The cyber insurance market is seeing one of its softest phases in years, with premiums dropping and policies becoming easier to get. But industry experts warn this doesn’t mean cyber risks are getting any safer. In fact, the opposite is true. While there’s plenty of capacity and competition among insurers, threats driven by artificial intelligence (AI) are increasing faster than cybersecurity defenses can keep up.
Maria Long, chief underwriting officer at Resilience, explains that although premiums are falling, it’s not because cyber incidents are less risky. The market has more players willing to write policies, which pushes prices down. However, AI-powered attacks are evolving quickly, making older security measures less effective. What was considered strong protection 18 months ago may no longer be enough.
Between 2020 and 2022, insurers tightened rules after a wave of ransomware and email fraud attacks. Businesses had to adopt stronger security like multi-factor authentication, encryption, and incident response plans. These steps helped improve cyber hygiene and reduced losses.
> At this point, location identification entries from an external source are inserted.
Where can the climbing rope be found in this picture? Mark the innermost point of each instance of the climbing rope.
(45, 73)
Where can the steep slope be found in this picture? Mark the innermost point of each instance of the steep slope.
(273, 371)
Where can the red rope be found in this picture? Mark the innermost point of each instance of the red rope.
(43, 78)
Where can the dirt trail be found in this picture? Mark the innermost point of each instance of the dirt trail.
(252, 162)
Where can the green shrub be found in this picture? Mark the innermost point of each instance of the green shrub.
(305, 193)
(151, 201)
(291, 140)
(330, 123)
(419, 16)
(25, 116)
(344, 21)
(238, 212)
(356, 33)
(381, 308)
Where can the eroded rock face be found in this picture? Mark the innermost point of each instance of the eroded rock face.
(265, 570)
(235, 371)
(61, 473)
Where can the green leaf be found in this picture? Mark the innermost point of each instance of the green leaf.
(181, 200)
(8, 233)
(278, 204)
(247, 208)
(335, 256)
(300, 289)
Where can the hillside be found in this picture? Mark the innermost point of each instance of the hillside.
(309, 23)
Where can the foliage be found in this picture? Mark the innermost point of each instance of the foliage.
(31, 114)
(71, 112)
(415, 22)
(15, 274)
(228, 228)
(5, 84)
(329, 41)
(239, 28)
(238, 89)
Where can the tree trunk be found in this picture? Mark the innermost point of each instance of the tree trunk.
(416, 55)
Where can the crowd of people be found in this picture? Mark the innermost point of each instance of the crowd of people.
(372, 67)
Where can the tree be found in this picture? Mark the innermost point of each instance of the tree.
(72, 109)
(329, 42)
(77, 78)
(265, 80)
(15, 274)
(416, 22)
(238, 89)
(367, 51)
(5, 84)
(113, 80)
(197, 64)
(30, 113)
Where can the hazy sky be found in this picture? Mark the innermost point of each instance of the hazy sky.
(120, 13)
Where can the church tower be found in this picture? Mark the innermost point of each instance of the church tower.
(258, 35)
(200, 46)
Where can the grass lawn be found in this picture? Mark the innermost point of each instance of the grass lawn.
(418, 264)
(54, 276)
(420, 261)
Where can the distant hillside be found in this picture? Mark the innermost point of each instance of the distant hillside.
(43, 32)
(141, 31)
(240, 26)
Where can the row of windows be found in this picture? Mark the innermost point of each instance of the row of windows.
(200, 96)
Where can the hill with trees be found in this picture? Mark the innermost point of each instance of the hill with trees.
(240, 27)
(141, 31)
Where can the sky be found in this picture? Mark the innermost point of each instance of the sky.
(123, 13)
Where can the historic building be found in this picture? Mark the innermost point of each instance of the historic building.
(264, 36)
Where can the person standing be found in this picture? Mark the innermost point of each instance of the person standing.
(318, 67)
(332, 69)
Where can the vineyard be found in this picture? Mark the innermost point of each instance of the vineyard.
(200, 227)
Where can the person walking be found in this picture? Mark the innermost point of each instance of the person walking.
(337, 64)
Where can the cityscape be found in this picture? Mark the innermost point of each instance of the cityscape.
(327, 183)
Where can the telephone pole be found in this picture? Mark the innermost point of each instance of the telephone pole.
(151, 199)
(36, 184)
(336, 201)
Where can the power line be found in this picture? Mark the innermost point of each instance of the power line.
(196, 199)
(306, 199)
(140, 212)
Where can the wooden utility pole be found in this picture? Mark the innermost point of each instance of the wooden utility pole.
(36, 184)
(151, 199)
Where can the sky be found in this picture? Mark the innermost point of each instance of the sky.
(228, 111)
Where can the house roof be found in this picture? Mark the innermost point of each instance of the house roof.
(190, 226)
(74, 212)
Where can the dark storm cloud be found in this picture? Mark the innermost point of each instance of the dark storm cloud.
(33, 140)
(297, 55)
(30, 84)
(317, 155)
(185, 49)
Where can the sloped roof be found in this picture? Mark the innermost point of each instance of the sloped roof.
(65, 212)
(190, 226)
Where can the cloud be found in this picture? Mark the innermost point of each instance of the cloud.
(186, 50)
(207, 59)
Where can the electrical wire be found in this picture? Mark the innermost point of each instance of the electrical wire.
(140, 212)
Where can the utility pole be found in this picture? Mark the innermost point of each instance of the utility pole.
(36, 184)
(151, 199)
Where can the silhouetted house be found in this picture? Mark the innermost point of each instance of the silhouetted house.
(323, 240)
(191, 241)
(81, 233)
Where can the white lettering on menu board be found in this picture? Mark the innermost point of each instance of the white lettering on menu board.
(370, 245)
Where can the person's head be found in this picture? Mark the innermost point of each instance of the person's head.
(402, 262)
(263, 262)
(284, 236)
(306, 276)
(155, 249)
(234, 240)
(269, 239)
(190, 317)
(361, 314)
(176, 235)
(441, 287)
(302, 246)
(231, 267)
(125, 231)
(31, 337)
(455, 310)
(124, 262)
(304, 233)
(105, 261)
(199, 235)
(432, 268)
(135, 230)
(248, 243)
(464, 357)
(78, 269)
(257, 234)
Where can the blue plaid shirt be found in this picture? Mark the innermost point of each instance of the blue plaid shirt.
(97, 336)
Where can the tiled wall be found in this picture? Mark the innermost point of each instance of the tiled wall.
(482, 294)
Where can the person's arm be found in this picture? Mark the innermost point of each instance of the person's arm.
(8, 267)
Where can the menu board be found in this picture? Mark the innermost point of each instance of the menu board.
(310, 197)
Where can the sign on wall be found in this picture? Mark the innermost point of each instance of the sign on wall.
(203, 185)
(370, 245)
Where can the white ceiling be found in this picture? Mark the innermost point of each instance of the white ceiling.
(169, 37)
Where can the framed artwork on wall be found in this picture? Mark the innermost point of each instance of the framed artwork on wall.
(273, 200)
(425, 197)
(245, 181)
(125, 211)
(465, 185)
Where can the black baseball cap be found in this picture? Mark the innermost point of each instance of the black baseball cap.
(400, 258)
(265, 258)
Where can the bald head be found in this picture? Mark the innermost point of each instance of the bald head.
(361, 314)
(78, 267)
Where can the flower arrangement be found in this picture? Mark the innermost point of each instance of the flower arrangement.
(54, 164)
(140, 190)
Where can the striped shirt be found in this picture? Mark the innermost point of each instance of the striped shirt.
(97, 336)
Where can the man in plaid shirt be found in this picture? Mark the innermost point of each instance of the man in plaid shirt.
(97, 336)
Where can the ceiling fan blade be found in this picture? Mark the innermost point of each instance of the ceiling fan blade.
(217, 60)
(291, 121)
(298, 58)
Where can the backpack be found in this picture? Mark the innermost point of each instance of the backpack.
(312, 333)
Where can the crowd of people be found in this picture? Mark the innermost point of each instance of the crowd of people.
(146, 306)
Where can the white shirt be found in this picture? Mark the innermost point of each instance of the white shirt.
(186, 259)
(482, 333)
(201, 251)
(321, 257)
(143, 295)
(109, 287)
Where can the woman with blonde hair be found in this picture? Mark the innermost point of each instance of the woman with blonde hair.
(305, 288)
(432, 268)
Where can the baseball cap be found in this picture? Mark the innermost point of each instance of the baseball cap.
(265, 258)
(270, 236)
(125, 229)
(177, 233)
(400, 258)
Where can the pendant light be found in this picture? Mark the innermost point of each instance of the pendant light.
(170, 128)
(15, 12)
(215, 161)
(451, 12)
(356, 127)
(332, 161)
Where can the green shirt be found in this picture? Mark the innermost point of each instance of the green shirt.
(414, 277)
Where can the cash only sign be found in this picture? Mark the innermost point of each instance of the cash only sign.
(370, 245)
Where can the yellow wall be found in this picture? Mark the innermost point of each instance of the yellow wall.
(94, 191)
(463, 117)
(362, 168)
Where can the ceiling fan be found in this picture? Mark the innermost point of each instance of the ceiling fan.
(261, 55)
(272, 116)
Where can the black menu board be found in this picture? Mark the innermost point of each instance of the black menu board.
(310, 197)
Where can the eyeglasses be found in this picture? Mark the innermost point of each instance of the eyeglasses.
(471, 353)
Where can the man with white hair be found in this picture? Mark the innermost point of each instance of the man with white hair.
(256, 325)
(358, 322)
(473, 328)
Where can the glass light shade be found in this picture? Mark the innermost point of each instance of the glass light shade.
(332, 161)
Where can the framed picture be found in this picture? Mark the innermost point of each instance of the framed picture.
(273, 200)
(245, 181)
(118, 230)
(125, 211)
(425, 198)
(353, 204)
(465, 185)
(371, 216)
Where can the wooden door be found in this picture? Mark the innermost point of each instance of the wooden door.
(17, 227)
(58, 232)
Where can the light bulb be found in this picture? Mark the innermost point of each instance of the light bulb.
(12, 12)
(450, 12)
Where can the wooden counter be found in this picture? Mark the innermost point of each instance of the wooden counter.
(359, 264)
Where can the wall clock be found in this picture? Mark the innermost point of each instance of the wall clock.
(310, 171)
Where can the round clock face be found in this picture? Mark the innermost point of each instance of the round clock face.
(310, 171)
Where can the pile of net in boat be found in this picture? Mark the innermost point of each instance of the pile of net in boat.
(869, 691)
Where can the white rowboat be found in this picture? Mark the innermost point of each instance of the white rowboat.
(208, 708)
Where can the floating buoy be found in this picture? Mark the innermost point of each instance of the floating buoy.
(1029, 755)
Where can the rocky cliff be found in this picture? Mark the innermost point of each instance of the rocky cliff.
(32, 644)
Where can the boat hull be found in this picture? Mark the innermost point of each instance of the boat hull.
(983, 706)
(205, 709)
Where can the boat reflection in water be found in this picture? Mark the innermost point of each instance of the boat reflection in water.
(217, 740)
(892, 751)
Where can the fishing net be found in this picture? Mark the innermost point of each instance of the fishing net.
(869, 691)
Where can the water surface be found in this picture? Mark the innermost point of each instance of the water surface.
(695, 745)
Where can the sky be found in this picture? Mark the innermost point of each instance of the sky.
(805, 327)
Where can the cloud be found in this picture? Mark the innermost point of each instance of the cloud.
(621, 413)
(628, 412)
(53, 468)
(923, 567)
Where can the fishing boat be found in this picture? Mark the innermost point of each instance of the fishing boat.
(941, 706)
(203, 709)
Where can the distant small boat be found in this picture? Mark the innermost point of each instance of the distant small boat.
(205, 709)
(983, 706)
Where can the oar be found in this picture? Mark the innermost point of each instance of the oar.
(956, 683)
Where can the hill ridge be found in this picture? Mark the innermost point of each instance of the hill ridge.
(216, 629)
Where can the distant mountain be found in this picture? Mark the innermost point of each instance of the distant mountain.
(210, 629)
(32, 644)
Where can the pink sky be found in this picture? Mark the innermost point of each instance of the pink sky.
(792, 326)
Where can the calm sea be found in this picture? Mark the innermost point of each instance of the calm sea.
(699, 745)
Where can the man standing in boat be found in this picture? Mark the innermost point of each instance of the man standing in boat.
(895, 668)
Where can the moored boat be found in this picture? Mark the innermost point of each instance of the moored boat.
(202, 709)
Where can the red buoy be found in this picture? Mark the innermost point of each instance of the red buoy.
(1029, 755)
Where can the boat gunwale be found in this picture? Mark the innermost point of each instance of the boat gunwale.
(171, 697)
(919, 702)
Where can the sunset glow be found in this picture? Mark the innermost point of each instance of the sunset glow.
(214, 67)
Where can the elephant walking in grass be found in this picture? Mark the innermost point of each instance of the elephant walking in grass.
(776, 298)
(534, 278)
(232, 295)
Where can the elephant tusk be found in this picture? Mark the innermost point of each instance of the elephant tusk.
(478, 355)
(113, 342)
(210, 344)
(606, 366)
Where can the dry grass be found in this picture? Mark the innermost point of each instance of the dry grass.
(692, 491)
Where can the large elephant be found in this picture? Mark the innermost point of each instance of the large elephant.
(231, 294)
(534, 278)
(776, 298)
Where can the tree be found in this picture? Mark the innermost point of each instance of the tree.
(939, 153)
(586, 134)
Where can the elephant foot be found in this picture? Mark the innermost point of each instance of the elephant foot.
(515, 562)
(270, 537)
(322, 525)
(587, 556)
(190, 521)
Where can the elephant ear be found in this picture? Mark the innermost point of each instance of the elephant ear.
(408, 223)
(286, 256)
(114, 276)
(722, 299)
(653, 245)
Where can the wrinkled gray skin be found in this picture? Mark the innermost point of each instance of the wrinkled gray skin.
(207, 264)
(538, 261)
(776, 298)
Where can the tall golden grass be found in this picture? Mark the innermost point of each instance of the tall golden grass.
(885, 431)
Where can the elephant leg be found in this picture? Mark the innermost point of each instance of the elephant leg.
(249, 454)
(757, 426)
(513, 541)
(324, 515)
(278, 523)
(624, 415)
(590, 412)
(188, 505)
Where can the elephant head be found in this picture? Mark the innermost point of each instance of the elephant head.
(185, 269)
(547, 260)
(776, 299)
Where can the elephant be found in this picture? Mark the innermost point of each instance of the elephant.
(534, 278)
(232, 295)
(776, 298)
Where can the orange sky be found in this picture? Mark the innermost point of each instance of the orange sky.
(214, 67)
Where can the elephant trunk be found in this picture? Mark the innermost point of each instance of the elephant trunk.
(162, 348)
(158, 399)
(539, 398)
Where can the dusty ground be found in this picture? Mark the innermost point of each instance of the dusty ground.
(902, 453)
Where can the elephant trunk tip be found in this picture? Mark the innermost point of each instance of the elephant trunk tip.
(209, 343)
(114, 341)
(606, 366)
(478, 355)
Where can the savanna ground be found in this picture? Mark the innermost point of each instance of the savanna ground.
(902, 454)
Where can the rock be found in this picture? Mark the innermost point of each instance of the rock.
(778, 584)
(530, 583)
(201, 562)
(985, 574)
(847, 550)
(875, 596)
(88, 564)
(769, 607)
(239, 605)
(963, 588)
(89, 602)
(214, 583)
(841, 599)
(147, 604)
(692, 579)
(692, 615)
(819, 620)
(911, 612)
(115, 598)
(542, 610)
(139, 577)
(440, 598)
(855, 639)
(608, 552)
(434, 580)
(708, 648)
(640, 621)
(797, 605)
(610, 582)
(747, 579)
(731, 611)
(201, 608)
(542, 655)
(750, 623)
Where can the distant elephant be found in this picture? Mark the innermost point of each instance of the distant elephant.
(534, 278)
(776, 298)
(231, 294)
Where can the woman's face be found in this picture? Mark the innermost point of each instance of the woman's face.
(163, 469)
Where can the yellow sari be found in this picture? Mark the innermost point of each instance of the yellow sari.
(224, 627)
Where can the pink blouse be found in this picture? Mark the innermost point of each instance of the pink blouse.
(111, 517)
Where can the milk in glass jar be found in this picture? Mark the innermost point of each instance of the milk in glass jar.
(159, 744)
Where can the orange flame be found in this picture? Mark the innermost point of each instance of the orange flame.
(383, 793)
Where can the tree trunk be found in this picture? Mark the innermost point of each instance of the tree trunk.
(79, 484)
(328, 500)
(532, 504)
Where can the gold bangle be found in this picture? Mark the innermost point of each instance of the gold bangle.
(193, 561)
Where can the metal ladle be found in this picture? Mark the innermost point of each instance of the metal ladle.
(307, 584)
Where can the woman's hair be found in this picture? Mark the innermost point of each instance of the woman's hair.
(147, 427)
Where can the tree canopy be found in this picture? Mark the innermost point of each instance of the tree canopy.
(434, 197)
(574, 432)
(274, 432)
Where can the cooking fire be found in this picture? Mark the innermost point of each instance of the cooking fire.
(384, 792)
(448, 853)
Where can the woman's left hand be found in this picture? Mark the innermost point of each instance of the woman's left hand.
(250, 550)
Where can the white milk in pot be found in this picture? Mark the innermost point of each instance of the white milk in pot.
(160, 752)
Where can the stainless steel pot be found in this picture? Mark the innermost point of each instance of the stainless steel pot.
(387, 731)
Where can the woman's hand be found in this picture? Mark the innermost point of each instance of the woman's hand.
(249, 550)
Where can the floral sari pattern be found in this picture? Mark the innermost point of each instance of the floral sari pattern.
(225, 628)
But now, AI is being used to create sophisticated phishing scams and deepfake audio and video, making it harder to spot threats. Employee training and email filters alone aren’t cutting it.
Resilience’s recent data shows that social engineering—tricking people rather than hacking tech—made up 57% of cyber claims and 60% of losses in the first half of 2025. Attackers often impersonate executives using AI-generated voices or videos, bypassing technical defenses completely.
Manufacturers are especially vulnerable. Many rely on outdated systems they can’t easily replace without stopping operations. These legacy setups weren’t built with cybersecurity in mind, making them prime targets for AI-driven attacks. As IT and operational technology connect more, cyber incidents now risk causing physical damage, not just data theft or downtime.
Long cautions that with the market soft, some insurers might lower standards to attract more clients. She stresses that this must be avoided. Underwriters need firm guidelines to refuse risky business and focus on quality over quantity. It’s about steady profit, not just chasing bigger premiums.
Brokers also have a role to play. Long says it’s not just about finding the cheapest coverage but the right coverage. Brokers should help clients understand how much risk to keep, how much to reduce, and how much to pass on through insurance. Resilience offers not just policies but also security services to help businesses improve their cyber defenses. Encouraging clients to use these tools can lower risks, not just insure against losses.
Long concludes by saying the industry has to look beyond today’s ample capacity. Without strict underwriting and better protections against AI threats, losses will rise and the market will harden again. For now, the soft market may feel good on the surface, but it hides growing dangers beneath.